La notizia non sta passando inosservata: si tratta del nuovo calendario 2025 della polizia penitenziaria italiana. Un patinatissimo calendario in cui si avvicendano foto di agenti in tenuta d’attacco con tanto di manovre di blocco, pistole e scudi antisommossa.

Una polizia tirata a lucido che mostra la sua efficienza: fin qui ci può stare, considerato il ruolo di controllo e ordine che essa è chiamato a svolgere. Ma un dato mi suona strano: nelle carceri italiane quest’anno si sono tolte la vita 86 persone.

Il sottoscritto ha tenuto laboratori in carcere, conosciuto volti da ricostruire, sentito il loro bisogno di inclusione, ascoltato l’urlo silente di vite massacranti e massacrate. Che non significa legittimare tutto e dimenticare reati di ogni tipo in nome di un buonismo idiota.

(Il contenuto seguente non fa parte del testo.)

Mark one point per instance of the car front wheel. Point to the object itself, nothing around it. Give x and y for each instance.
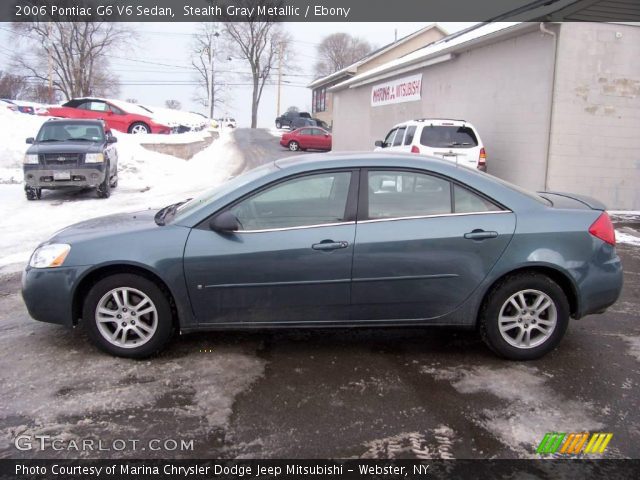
(524, 317)
(294, 146)
(128, 316)
(139, 128)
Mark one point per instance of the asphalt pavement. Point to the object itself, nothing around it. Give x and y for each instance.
(357, 393)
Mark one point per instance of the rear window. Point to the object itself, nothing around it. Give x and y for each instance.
(399, 136)
(448, 136)
(389, 140)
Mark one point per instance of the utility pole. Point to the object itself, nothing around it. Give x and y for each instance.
(281, 50)
(50, 65)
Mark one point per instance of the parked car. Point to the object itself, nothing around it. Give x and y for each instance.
(179, 121)
(286, 119)
(20, 106)
(9, 106)
(308, 138)
(71, 153)
(228, 122)
(455, 140)
(318, 241)
(121, 116)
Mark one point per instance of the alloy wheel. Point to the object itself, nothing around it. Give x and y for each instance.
(527, 319)
(126, 317)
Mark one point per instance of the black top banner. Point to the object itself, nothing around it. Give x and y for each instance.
(317, 10)
(317, 469)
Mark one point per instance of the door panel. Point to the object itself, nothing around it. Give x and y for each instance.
(423, 267)
(276, 276)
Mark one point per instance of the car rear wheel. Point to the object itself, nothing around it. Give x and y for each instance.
(128, 316)
(139, 128)
(524, 316)
(33, 193)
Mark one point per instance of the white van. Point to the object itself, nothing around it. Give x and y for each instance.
(454, 140)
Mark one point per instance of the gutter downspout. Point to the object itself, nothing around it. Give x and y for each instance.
(545, 30)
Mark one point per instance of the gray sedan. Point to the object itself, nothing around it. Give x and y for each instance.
(335, 241)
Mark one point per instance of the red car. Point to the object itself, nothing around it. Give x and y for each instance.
(122, 116)
(313, 138)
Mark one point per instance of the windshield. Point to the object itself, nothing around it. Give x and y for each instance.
(209, 196)
(63, 132)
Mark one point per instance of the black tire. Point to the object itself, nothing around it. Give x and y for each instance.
(498, 299)
(138, 128)
(164, 328)
(104, 189)
(31, 193)
(294, 146)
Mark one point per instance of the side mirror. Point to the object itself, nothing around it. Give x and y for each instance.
(225, 222)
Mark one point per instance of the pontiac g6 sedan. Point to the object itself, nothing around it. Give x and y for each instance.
(341, 241)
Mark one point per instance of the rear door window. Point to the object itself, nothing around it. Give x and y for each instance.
(448, 136)
(399, 136)
(408, 137)
(466, 201)
(388, 141)
(400, 194)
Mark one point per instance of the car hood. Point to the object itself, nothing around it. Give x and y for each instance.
(64, 147)
(109, 225)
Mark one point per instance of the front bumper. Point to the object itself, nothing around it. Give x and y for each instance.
(48, 293)
(43, 177)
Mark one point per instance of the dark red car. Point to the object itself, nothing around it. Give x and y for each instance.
(122, 116)
(312, 138)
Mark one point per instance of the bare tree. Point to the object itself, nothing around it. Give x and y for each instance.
(173, 104)
(265, 46)
(72, 56)
(204, 53)
(13, 86)
(338, 51)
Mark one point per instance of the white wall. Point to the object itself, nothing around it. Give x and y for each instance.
(595, 141)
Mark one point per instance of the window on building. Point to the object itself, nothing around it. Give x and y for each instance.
(320, 99)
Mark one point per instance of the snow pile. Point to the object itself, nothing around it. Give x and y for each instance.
(15, 128)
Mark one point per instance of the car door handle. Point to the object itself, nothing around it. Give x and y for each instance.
(479, 234)
(329, 245)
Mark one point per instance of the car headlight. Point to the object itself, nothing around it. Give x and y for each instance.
(31, 159)
(94, 158)
(48, 256)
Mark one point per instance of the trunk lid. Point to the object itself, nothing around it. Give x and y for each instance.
(572, 201)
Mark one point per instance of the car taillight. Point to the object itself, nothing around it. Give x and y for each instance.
(482, 160)
(602, 228)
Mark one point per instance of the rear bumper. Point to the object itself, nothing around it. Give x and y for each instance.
(43, 177)
(48, 293)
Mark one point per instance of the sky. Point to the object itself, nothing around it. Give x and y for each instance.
(156, 67)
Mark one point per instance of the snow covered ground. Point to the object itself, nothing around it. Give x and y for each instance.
(146, 180)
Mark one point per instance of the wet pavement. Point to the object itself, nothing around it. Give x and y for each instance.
(386, 393)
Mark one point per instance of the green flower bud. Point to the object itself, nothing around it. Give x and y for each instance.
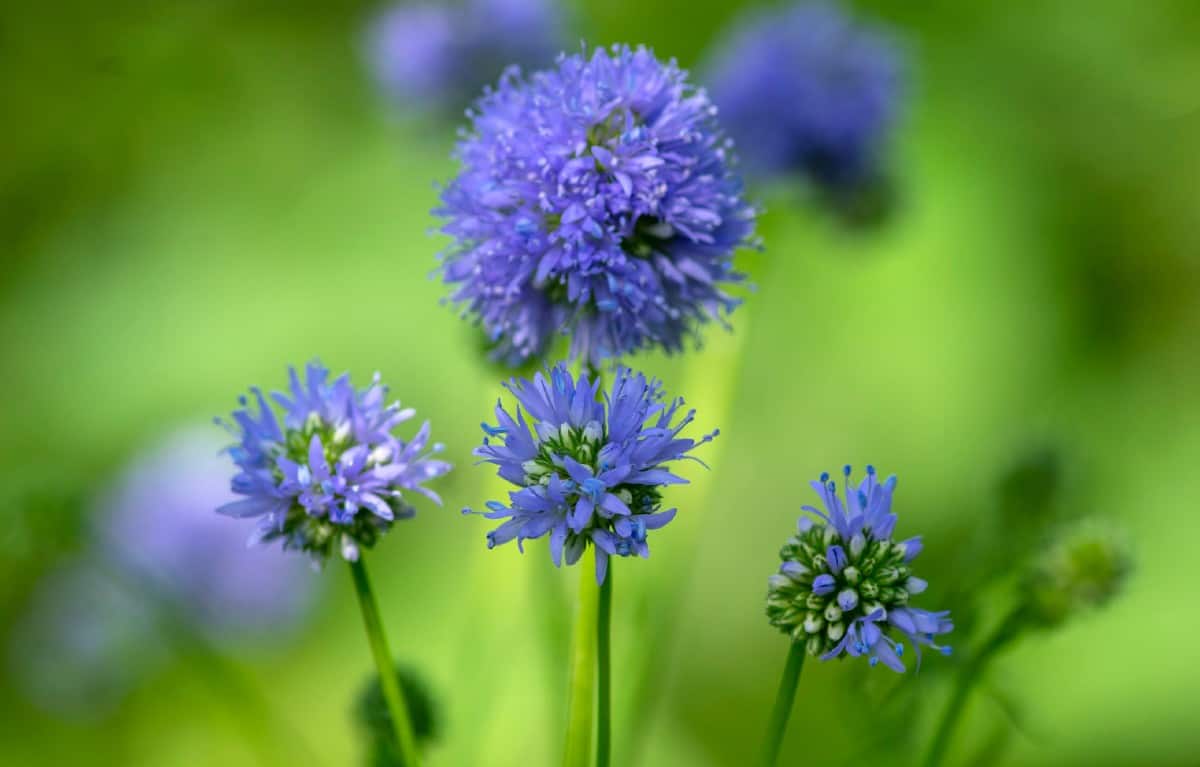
(1084, 568)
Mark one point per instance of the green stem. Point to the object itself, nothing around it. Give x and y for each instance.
(972, 670)
(389, 682)
(783, 709)
(604, 665)
(582, 694)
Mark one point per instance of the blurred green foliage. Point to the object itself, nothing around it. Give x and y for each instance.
(195, 195)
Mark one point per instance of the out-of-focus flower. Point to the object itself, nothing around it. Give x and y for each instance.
(1084, 567)
(844, 586)
(439, 55)
(807, 90)
(597, 199)
(333, 473)
(372, 713)
(157, 526)
(83, 642)
(588, 471)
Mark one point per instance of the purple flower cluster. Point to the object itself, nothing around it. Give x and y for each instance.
(845, 585)
(159, 527)
(333, 473)
(588, 471)
(807, 90)
(597, 199)
(439, 55)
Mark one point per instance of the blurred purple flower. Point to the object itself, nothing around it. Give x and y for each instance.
(844, 586)
(426, 54)
(808, 90)
(82, 642)
(333, 473)
(588, 471)
(159, 527)
(597, 199)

Però avrei preferito che un calendario del genere raccontasse di una polizia penitenziaria che nelle case circondariali aiuta il progetto di rieducazione attraverso percorsi di reinserimento, laboratori, attività artigianali. Specie in presenza di direzioni illuminate tante carceri non sono un luogo di rifiuto sociale, ma di recupero, prevenzione e quasi annullamento di devianza e disagio. Un Paese che si affretta a presentarsi civile non ha bisogno di mostrare i muscoli: usa il cervello, ci mette la faccia, scommette sulle persone.

Non ricorre a stereotipi passati, non esalta la forza fine a se stessa. Si presenta intelligente e capace di ricostruire. Tutto e tutti. Anche passando da un oggetto inerme come un calendario che, affisso in carcere, dica ad ogni ospite che può cambiare, in nome di una forza come la polizia che, lungi dall’essere repressiva, lavora e agisce insieme a tutte le forze buone della società.